From the Genome Properties description file (version 3.2, GenProp_3.2_release.RDF), “Properties”, “Components” and “Evidences” were extracted and transformed in PK concepts. ‘Part’ relations were established between “Properties” and “Components”, and ‘subtype’ relations between “Components” and “Evidences”. In the Genome Properties model, “Evidences” correspond either to pathway variants or predictors (i.e. leaf concepts in the graph). Predictors are protein family Hidden Markov Models (HMMs) from PFAM [18] and TIGRFAM [11] databases. Several leaf “Evidences” linked to a “Component” represent distinct protein families performing the same function (e.g. isoenzymes).
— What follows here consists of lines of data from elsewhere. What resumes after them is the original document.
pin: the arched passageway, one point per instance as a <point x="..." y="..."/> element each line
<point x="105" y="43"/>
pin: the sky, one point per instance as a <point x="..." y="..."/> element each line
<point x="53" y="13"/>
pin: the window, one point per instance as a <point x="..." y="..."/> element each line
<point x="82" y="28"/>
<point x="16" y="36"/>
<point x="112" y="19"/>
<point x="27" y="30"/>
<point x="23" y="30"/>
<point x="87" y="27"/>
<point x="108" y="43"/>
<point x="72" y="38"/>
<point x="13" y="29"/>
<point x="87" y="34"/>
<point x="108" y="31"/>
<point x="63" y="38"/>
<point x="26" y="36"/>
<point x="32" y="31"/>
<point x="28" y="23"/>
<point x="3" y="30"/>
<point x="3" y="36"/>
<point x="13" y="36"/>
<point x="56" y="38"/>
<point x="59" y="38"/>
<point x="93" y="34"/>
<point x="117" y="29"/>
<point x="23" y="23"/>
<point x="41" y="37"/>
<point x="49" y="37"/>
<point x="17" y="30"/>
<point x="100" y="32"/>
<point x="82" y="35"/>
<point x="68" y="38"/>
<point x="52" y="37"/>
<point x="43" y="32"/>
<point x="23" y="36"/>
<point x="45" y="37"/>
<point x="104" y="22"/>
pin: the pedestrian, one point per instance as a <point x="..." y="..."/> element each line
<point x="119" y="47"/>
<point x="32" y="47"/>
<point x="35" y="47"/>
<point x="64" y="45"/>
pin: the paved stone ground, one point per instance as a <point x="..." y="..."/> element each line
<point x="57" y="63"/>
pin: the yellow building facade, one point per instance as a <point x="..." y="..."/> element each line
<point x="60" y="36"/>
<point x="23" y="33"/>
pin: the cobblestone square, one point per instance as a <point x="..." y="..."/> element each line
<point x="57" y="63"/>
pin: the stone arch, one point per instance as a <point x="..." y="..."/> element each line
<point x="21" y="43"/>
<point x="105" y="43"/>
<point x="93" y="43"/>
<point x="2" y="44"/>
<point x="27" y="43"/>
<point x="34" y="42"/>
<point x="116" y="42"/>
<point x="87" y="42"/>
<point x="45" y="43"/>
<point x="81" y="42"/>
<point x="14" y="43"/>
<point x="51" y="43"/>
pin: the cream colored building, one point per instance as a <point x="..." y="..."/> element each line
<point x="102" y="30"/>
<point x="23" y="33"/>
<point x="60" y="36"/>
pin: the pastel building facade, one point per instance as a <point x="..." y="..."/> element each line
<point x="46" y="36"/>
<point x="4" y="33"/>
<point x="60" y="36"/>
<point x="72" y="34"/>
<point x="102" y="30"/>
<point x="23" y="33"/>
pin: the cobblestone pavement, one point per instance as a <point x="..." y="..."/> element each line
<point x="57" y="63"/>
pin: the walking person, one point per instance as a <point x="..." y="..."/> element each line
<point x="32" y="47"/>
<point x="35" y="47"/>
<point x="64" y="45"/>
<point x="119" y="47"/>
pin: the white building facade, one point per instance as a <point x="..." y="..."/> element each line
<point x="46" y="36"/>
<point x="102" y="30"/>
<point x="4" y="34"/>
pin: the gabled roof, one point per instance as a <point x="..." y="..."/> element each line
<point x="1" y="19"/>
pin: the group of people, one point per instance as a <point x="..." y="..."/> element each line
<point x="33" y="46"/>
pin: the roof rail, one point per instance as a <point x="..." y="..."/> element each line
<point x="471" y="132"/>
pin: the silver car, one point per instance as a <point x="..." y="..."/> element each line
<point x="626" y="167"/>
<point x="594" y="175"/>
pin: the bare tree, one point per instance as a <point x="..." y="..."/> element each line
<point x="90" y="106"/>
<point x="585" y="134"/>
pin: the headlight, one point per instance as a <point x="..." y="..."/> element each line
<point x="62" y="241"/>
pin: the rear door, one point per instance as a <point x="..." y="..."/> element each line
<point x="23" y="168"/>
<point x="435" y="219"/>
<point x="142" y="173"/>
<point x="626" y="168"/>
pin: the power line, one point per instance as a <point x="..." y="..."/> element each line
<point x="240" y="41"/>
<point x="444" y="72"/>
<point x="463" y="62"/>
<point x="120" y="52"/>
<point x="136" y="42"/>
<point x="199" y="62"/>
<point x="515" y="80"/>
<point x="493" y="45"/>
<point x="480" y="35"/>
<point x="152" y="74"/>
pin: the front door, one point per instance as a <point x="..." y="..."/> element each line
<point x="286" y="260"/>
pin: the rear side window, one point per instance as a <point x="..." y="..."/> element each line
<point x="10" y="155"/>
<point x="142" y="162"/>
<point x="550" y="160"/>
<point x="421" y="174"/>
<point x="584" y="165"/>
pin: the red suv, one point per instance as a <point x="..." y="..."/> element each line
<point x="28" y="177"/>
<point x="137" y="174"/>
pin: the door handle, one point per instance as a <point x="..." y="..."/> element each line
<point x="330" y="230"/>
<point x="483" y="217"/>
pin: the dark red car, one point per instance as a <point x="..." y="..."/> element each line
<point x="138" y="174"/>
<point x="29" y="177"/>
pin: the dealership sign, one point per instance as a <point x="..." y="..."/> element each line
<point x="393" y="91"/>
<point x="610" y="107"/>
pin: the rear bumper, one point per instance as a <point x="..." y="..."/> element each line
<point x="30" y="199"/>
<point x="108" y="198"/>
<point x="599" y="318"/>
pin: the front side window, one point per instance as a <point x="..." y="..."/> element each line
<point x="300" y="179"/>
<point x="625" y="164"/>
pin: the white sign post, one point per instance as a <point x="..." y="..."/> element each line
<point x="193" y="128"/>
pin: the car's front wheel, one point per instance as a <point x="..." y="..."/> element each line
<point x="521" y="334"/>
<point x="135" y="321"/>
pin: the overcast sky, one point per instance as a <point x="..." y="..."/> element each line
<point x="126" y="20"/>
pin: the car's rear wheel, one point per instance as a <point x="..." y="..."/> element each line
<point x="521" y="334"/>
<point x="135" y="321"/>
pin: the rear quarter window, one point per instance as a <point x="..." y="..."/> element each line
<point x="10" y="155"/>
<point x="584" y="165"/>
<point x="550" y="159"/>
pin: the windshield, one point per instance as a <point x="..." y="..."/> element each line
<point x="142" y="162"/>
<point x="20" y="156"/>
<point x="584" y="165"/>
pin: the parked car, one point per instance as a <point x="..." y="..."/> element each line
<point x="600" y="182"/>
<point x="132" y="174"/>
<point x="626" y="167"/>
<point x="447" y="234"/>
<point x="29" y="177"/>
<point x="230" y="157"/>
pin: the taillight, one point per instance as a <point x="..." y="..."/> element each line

From the UniPathway Open Biological Ontology (OBO) file, UPA (pathways), ULS (linear sub-pathways), UER (enzymatic reactions) and UCR (chemical reactions) were extracted and transformed in PK concepts. For ULS linked to a same UPA, additional concepts, named Variants, were added when several paths of ULS, that share input/output compounds, exist. Other Variants were made for UER that are specializations of generic UER (i.e. “has_alternate_enzymatic_reaction” relations in the OBO file). According to “is_a” and “super_pathway” relations in the OBO file, UPA were linked together by ‘subtype’ relations in the conceptual graph. ‘Subtype’ relations were also used to link Variants to UPA or UER. Other relations between PK concepts were converted to ‘part’ relations.

To populate Genome Properties conceptual graph, Observations of Computation type can be extracted from UniProtKB database [5] in which each protein entry is linked to predicted PFAM [18] and TIGRFAM [11] families. For UniPathway, UniProtKB annotations can be used and inserted in the conceptual graph as Observations of UER (UniPathway Enzymatic Reactions) using their identifiers (when provided in the protein entry) or their cross-referenced EC (Enzyme Commision) numbers. Annotations from the MicroScope platform [8] can be used as a second resource of UniPathway Observations. MicroScope contains automatic and curated annotations of microbial genomes. Similarly to UniProtKB, protein annotated with EC numbers are converted in UER Observations. In addition, Observations on UCR (UniPathway Chemical Reactions) are made using cross-referenced MetaCyc [19] or RHEA [20] reactions that are annotated in MicroScope protein entries. Automatic annotations from MicroScope are considered as Observations of Computation type, whereas curated annotations are considered as Observations of Curation type (i.e. Observation truth value sets are propagated both on PK predictions and expectations). A specific case concerns MicroScope pseudogenes which predicted original functions are considered as false Observations of UCRs and UERs (i.e. corresponding reactions should not occur anymore in the organism as pseudogenes do not produce functional proteins).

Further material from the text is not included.